So sei der Anteil der Beschäftigten mit befristeten Arbeitsverträgen von rund drei Viertel auf etwa ein Drittel zurückgegangen. Auch wenn der aktuelle Stundenlohn noch deutlich unter dem geforderten Tariflohn für den Einzel- und Versandhandel liege, habe es in fünf Jahren ein Lohnplus von 28 Prozent gegeben. Das Management habe früher ein Weihnachtsgeld stets kategorisch ausgeschlossen und gewähre heute den meisten Beschäftigten immerhin 400 Euro Sonderzahlung zum Jahresende. Eine Klimaanlage sorge vor allem in den Sommermonaten für bessere Luft in den Hallen und ein hoher Krankenstand habe zur Einrichtung eines betrieblichen Gesundheitsmanagements geführt. «Es ist noch nicht gut, aber einiges an unseren Arbeitsbedingungen ist besser geworden», so Krähling. Solche Fortschritte seien nicht vom Himmel gefallen, sondern Ergebnis zäher Organisierung.

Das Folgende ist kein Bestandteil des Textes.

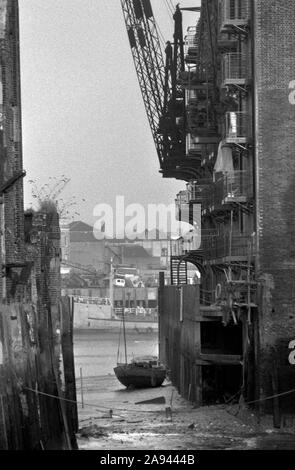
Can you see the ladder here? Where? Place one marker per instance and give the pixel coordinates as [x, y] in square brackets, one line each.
[178, 270]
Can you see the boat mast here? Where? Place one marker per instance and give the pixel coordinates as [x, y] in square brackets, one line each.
[124, 335]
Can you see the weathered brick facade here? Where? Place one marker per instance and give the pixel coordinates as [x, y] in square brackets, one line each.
[11, 165]
[240, 105]
[274, 41]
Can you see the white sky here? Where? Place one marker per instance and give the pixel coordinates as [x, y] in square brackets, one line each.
[83, 114]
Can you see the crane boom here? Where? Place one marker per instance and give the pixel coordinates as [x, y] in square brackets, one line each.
[149, 63]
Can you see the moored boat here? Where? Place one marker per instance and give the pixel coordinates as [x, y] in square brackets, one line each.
[141, 372]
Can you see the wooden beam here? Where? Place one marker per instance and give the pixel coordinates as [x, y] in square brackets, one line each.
[218, 359]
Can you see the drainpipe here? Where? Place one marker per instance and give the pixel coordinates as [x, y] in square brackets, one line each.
[255, 136]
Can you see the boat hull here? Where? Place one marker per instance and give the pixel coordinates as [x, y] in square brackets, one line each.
[139, 377]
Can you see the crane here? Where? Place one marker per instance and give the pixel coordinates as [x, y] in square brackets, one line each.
[162, 97]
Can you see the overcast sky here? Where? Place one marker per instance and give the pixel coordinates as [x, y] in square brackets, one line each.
[83, 114]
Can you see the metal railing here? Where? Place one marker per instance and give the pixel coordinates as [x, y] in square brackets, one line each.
[226, 245]
[229, 188]
[237, 185]
[190, 40]
[236, 127]
[193, 147]
[182, 197]
[234, 68]
[196, 192]
[233, 12]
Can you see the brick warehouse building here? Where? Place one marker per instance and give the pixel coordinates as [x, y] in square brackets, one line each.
[236, 119]
[11, 169]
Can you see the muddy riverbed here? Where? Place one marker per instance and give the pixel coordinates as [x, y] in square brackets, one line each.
[111, 417]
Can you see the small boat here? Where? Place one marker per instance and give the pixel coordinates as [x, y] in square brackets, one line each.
[141, 372]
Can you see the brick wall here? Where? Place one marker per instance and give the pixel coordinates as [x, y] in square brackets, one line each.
[274, 35]
[10, 139]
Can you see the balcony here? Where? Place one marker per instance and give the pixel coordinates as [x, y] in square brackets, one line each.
[191, 45]
[237, 127]
[182, 206]
[237, 187]
[233, 14]
[226, 247]
[234, 69]
[193, 148]
[230, 188]
[196, 191]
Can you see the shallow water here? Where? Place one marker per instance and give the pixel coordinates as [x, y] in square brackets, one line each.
[96, 351]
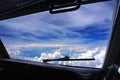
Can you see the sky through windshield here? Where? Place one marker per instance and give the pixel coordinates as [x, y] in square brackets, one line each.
[78, 34]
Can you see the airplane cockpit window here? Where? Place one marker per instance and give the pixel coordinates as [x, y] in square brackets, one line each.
[62, 38]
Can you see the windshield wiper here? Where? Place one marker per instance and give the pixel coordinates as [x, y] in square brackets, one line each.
[66, 58]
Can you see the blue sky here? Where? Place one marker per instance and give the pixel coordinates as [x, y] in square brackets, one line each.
[89, 26]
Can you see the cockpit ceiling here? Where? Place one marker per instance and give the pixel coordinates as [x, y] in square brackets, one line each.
[23, 7]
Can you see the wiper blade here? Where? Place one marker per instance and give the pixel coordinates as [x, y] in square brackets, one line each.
[66, 58]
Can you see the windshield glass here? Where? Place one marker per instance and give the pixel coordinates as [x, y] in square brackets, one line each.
[83, 33]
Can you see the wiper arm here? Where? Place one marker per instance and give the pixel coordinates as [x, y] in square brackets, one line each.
[66, 58]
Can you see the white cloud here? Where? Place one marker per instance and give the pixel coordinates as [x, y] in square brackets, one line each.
[78, 52]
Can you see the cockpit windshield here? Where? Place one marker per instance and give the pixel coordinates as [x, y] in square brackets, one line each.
[79, 34]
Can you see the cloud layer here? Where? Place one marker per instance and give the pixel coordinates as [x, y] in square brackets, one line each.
[79, 34]
[75, 52]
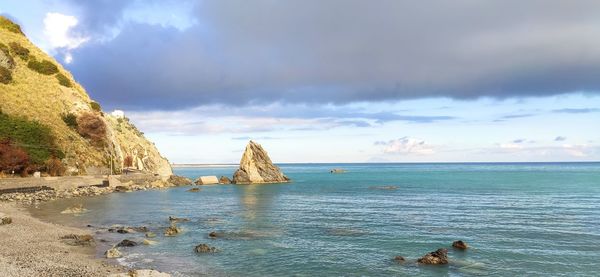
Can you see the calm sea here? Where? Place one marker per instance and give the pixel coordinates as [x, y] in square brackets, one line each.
[520, 219]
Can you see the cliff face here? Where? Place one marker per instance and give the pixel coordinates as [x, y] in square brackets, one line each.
[35, 87]
[256, 167]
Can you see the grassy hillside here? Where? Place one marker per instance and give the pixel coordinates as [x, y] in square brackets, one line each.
[38, 89]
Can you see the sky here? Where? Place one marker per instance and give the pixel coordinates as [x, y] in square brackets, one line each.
[337, 80]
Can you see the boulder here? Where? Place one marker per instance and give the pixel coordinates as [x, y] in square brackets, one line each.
[112, 253]
[204, 248]
[75, 209]
[437, 257]
[207, 180]
[256, 167]
[224, 180]
[179, 180]
[459, 244]
[5, 220]
[127, 243]
[172, 231]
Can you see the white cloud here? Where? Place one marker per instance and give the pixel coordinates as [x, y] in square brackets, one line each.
[407, 146]
[58, 30]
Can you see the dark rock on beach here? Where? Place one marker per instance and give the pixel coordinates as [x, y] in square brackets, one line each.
[437, 257]
[127, 243]
[205, 248]
[459, 244]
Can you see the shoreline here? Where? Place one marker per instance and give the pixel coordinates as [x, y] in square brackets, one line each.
[32, 247]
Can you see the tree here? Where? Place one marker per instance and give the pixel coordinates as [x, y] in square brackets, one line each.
[92, 127]
[54, 167]
[12, 157]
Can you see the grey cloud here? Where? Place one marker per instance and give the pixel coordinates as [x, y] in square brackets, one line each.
[577, 111]
[343, 51]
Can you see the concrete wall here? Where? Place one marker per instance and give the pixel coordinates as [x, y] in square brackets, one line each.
[57, 183]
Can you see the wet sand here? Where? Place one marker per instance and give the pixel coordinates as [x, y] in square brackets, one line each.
[31, 247]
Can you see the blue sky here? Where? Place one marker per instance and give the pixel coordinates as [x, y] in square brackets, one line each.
[338, 81]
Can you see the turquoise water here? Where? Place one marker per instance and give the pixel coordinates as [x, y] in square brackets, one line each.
[519, 219]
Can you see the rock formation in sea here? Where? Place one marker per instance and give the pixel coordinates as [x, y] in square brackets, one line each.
[437, 257]
[459, 244]
[256, 167]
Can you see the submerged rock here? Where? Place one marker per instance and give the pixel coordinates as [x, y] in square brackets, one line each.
[224, 180]
[204, 248]
[256, 167]
[5, 220]
[399, 259]
[112, 253]
[179, 180]
[75, 209]
[437, 257]
[127, 243]
[172, 231]
[459, 244]
[78, 240]
[206, 180]
[178, 219]
[141, 273]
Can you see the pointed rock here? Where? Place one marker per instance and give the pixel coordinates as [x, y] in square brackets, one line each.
[256, 167]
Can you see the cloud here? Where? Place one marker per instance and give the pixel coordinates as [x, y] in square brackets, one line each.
[560, 138]
[339, 51]
[577, 111]
[406, 146]
[58, 30]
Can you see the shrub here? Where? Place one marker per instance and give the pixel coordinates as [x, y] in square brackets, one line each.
[70, 119]
[63, 80]
[128, 161]
[19, 50]
[9, 25]
[35, 138]
[95, 106]
[12, 157]
[44, 67]
[92, 127]
[55, 167]
[5, 75]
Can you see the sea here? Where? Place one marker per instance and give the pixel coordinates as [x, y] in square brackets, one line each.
[519, 219]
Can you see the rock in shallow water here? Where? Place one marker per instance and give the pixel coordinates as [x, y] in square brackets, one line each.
[437, 257]
[459, 244]
[172, 231]
[205, 248]
[256, 167]
[112, 253]
[127, 243]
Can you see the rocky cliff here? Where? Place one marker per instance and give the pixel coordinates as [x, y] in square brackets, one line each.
[36, 88]
[256, 167]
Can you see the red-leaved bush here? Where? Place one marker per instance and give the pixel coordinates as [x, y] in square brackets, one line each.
[12, 158]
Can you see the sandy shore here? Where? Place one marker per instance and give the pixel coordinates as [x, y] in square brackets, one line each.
[30, 247]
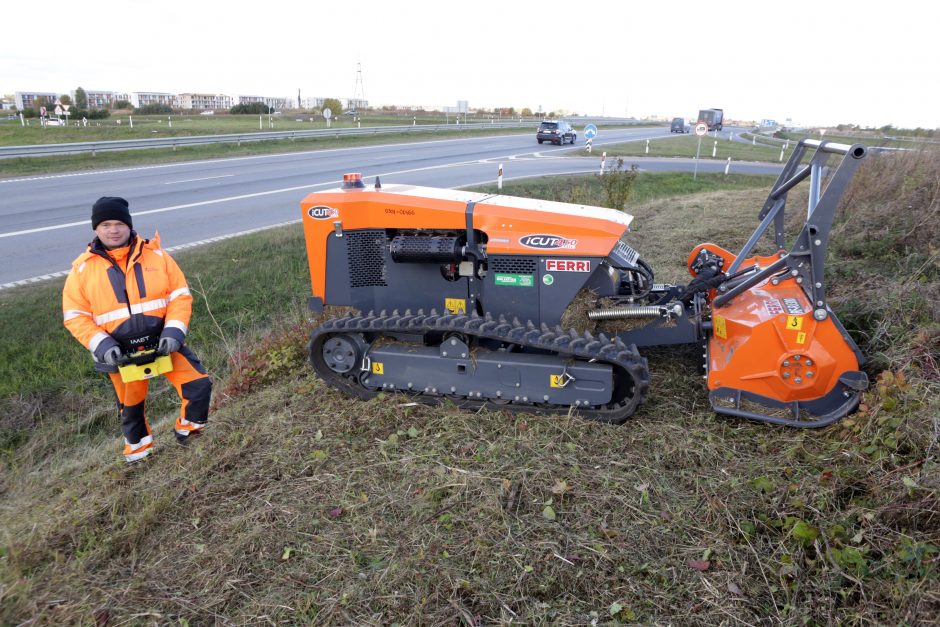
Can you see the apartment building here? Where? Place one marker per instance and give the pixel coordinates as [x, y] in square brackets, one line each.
[207, 102]
[143, 98]
[30, 99]
[97, 99]
[274, 102]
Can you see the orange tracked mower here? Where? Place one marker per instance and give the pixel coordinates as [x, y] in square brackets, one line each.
[460, 296]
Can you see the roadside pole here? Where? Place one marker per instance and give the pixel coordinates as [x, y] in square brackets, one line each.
[701, 129]
[590, 132]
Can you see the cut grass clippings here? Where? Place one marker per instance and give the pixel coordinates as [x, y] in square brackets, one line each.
[686, 145]
[303, 506]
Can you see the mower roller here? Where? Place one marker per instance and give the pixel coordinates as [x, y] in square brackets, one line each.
[460, 296]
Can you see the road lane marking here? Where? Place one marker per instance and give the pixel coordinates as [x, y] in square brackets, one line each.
[205, 178]
[181, 164]
[173, 208]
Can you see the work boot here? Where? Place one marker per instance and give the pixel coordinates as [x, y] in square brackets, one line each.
[184, 438]
[135, 453]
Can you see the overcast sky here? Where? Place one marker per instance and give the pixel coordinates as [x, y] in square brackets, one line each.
[817, 63]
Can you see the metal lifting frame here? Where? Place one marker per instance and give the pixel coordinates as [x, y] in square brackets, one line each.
[807, 258]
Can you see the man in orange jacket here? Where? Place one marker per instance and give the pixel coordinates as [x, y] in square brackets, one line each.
[126, 294]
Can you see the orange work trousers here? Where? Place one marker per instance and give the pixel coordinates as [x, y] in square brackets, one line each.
[194, 388]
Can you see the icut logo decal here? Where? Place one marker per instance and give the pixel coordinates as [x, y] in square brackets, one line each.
[322, 212]
[547, 242]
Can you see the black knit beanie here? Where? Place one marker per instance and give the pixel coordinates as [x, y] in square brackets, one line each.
[110, 208]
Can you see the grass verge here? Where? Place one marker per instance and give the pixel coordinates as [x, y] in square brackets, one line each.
[301, 505]
[686, 145]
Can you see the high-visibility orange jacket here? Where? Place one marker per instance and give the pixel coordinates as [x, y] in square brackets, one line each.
[131, 295]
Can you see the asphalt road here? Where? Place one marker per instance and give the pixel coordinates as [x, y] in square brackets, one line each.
[45, 220]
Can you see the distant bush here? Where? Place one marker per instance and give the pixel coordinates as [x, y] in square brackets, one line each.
[154, 108]
[251, 107]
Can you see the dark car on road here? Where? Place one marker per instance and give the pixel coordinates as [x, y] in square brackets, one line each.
[556, 131]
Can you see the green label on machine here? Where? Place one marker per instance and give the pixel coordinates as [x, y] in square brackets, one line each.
[516, 280]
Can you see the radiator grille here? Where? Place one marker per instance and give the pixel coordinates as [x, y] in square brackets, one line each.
[513, 265]
[366, 257]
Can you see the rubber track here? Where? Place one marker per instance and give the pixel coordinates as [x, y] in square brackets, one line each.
[566, 344]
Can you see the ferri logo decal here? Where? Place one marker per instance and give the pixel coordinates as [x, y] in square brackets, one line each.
[322, 212]
[567, 265]
[548, 242]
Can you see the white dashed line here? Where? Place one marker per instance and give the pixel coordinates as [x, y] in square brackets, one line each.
[207, 178]
[219, 238]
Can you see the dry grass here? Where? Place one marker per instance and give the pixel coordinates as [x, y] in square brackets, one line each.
[301, 506]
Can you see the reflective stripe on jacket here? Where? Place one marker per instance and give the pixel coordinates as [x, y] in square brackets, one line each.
[125, 293]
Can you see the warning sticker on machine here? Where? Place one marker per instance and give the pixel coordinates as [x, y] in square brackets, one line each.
[517, 280]
[455, 305]
[794, 308]
[795, 323]
[773, 307]
[720, 327]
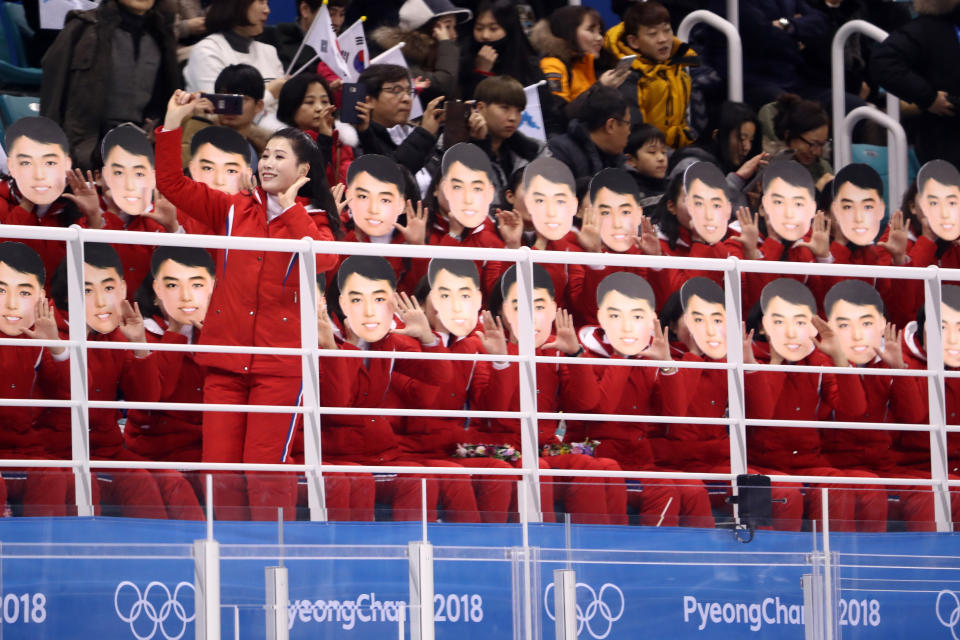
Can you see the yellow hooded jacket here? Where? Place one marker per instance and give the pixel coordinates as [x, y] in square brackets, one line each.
[663, 89]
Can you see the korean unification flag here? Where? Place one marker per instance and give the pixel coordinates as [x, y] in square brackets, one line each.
[353, 46]
[531, 123]
[323, 39]
[394, 55]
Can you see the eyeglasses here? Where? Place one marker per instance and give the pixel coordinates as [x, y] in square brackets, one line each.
[400, 90]
[816, 145]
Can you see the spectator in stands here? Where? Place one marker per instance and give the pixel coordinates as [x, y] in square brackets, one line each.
[268, 313]
[732, 143]
[596, 137]
[501, 101]
[802, 127]
[233, 25]
[109, 65]
[570, 42]
[429, 33]
[918, 63]
[387, 105]
[658, 87]
[647, 162]
[306, 103]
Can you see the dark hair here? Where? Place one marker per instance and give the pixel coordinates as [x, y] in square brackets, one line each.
[939, 170]
[187, 256]
[702, 287]
[551, 170]
[791, 172]
[293, 92]
[595, 106]
[788, 290]
[223, 138]
[377, 75]
[565, 21]
[501, 90]
[317, 189]
[859, 175]
[644, 14]
[541, 280]
[23, 259]
[616, 180]
[242, 79]
[629, 284]
[370, 267]
[129, 138]
[665, 220]
[224, 15]
[459, 268]
[469, 155]
[707, 173]
[643, 134]
[796, 116]
[38, 129]
[379, 167]
[855, 292]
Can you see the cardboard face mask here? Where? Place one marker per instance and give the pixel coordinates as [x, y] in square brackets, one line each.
[858, 204]
[706, 201]
[613, 195]
[705, 316]
[938, 198]
[626, 312]
[128, 169]
[375, 194]
[549, 195]
[788, 307]
[455, 294]
[467, 184]
[788, 200]
[38, 168]
[855, 312]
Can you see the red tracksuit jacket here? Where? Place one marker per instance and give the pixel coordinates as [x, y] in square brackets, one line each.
[169, 435]
[255, 300]
[381, 382]
[110, 373]
[778, 395]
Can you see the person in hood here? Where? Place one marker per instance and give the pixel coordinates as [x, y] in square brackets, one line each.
[918, 63]
[658, 86]
[428, 31]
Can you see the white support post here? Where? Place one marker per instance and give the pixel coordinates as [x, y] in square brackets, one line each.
[736, 394]
[421, 590]
[936, 400]
[316, 494]
[79, 414]
[278, 601]
[206, 583]
[529, 432]
[565, 603]
[734, 44]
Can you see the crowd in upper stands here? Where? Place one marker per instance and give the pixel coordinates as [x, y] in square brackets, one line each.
[179, 117]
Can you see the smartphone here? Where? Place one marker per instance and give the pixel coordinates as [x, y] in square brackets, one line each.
[353, 92]
[455, 129]
[227, 104]
[626, 62]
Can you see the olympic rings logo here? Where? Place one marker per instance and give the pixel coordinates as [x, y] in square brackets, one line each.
[600, 604]
[951, 620]
[157, 610]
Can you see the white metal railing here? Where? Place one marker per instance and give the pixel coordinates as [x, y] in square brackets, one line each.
[843, 127]
[734, 46]
[528, 415]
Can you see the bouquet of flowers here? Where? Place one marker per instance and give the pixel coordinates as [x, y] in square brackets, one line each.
[498, 451]
[586, 448]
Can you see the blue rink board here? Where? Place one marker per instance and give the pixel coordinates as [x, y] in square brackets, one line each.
[633, 596]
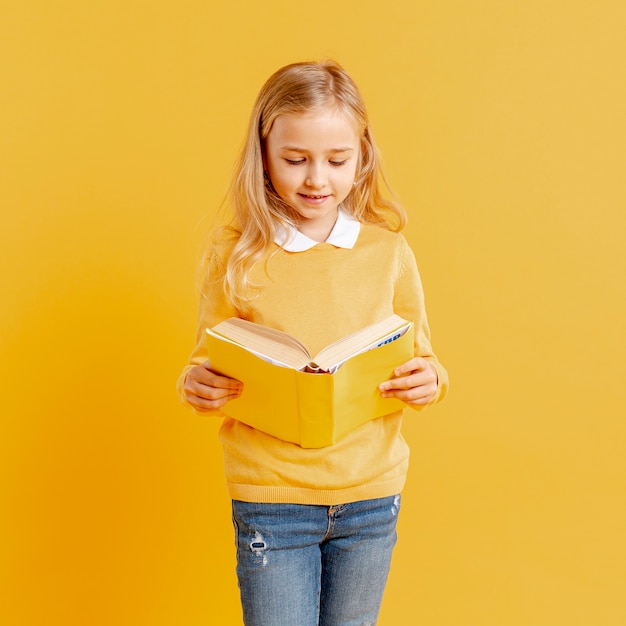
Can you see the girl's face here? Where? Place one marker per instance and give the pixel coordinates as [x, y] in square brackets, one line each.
[311, 159]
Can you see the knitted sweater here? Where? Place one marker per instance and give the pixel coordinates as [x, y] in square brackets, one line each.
[320, 295]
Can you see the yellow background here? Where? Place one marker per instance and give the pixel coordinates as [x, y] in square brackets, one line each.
[503, 130]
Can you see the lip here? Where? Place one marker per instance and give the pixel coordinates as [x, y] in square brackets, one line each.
[314, 198]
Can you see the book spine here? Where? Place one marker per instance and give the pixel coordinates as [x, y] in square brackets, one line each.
[315, 409]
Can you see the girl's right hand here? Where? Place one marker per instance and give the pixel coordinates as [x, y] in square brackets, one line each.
[207, 391]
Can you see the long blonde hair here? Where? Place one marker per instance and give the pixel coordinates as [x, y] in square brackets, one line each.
[294, 89]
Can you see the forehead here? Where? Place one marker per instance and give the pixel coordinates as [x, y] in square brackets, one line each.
[328, 127]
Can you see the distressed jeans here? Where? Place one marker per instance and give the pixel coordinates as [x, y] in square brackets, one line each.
[305, 565]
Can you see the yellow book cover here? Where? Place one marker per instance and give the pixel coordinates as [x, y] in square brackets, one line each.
[309, 400]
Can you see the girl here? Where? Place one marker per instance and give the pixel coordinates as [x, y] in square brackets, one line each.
[314, 250]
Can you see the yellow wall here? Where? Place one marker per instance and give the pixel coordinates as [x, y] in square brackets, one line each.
[502, 126]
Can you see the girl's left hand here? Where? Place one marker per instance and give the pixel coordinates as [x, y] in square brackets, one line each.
[414, 382]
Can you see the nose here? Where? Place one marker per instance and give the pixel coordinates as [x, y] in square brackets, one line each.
[315, 177]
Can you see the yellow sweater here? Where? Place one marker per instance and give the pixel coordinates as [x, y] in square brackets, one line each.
[320, 295]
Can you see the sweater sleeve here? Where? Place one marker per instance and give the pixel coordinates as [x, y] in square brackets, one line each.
[409, 303]
[213, 308]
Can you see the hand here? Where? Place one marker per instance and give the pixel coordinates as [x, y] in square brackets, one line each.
[414, 382]
[207, 391]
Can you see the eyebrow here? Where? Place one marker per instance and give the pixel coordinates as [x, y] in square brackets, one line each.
[334, 150]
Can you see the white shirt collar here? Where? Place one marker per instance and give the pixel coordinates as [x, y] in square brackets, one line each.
[344, 234]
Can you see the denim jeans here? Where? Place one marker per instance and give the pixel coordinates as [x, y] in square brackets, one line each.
[305, 565]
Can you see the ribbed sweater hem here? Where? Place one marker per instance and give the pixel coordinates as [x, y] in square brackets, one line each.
[323, 497]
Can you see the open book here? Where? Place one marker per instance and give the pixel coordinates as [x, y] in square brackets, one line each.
[311, 400]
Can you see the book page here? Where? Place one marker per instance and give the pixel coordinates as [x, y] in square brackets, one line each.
[333, 356]
[269, 344]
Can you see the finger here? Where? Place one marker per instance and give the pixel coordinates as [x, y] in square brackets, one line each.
[415, 396]
[416, 364]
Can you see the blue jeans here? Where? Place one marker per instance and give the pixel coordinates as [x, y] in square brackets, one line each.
[301, 565]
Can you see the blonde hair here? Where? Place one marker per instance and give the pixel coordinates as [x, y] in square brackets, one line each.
[294, 89]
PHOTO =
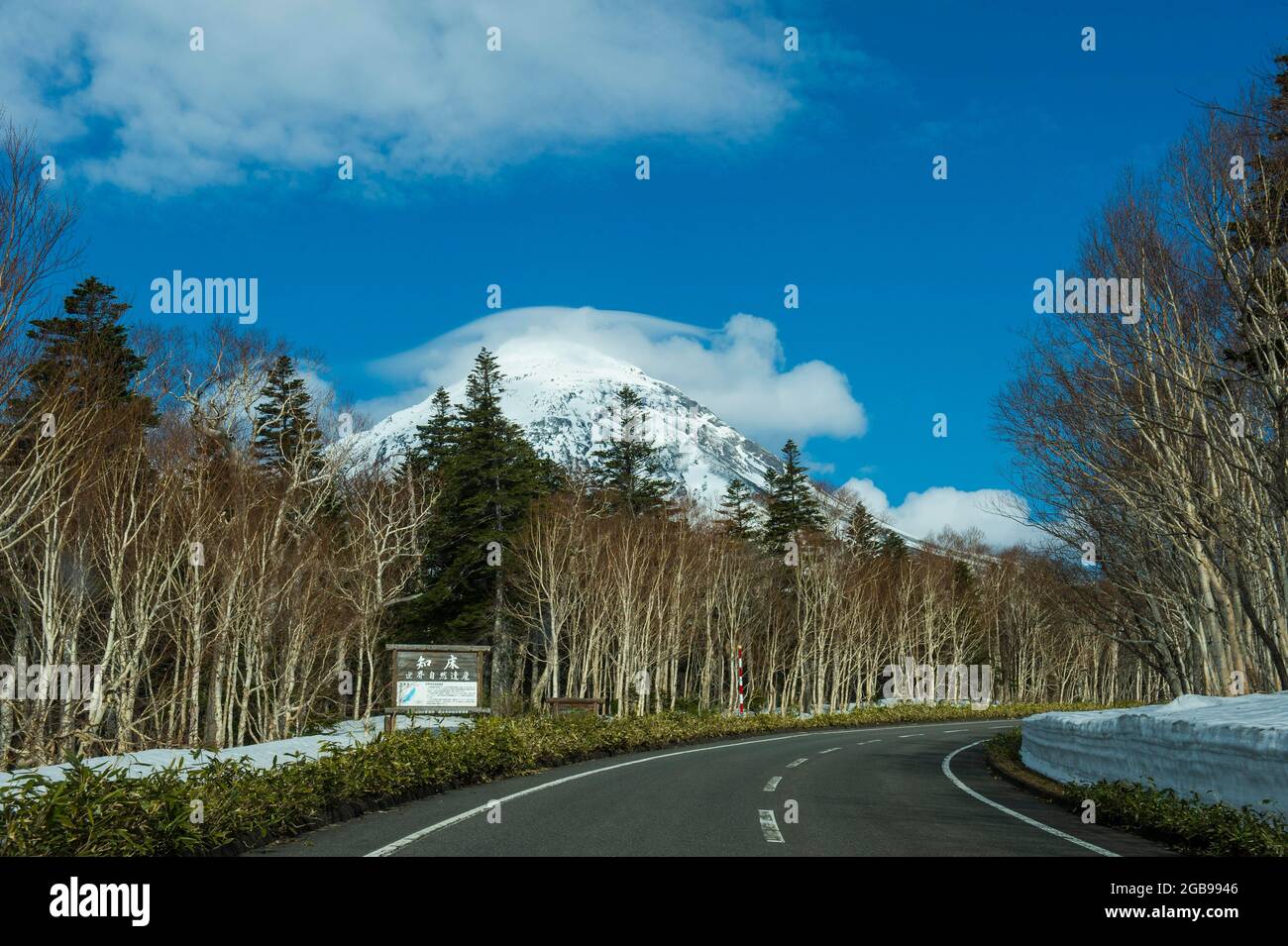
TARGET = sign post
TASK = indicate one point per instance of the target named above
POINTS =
(437, 680)
(742, 684)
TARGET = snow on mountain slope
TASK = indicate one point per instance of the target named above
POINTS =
(562, 395)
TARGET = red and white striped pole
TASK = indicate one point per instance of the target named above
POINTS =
(742, 684)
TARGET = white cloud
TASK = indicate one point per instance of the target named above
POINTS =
(738, 370)
(923, 515)
(408, 89)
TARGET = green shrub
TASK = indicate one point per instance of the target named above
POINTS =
(231, 804)
(1189, 824)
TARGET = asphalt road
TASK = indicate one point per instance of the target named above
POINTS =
(888, 790)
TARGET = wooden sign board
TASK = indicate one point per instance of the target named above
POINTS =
(438, 679)
(563, 705)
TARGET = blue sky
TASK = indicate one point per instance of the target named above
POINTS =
(516, 167)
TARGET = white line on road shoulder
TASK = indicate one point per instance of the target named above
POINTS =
(393, 847)
(1025, 819)
(769, 825)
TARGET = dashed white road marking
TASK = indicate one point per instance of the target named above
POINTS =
(1025, 819)
(393, 847)
(769, 825)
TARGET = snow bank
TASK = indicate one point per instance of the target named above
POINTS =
(1229, 749)
(261, 756)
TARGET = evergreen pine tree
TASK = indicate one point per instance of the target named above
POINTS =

In fünf Jahren habe sich die Zahl der ver.di-Mitglieder im Betrieb von 70 auf über 1000 erhöht. «Das strahlt auch auf andere Amazon-Betriebe bundesweit und in ganz Europa aus», so Krähling, der vor wenigen Wochen bei einen Streik in Madrid den Schulterschluss mit der dortigen Amazon-Belegschaft vollzog. «Jeder in Bad Hersfeld kennt jemanden, der bei Amazon arbeitet oder gearbeitet hat, berichtete die örtliche ehrenamtliche DGB-Kreisvorsitzende Andreja Schmidtkunz. Die Durchhaltekraft finde in der Bevölkerung Anerkennung. Allerdings scheue die Lokalpresse die Konfrontation mit dem Konzern, so die Gewerkschafterin, die selbst bei Amazon arbeitet.

Dass sich das Amazon-Geschäftsmodell nicht nur auf systematische Ausbeutung der Arbeitskräfte, sondern auch auf gezielte Steuervermeidungstricks und Steueroasen stützt, unterstrich Attac-Aktivist Alfred Eibl. »Amazon drückt mit seinem Lebensmittel-Lieferdienst die Erzeugerpreise und verdrängt kleine bäuerliche Anbieter«, brachte es Jutta Sundermann von der Aktion Agrar auf den Punkt. Diese Kampagne hatte Ende 2017 dazu aufgerufen, beim Weihnachtseinkauf auf Amazon zu verzichten. Der Konzern trete gleichzeitig als größter Standbetreiber und Betreiber des virtuellen Marktplatzes auf und zerstöre die Vielfalt in der Agrarproduktion. Dass die »Krake Amazon« als Verleger und antiquarischer Buchhändler auch kleine Buchläden vernichtet, unterstrich die Buchhändlerin Andrea Euler aus Wächtersbach. »Wenn die Buchpreisbindung fällt, dann fallen auch kleinere Verlage«, so ihre Warnung vor einer »kulturellen Armut«.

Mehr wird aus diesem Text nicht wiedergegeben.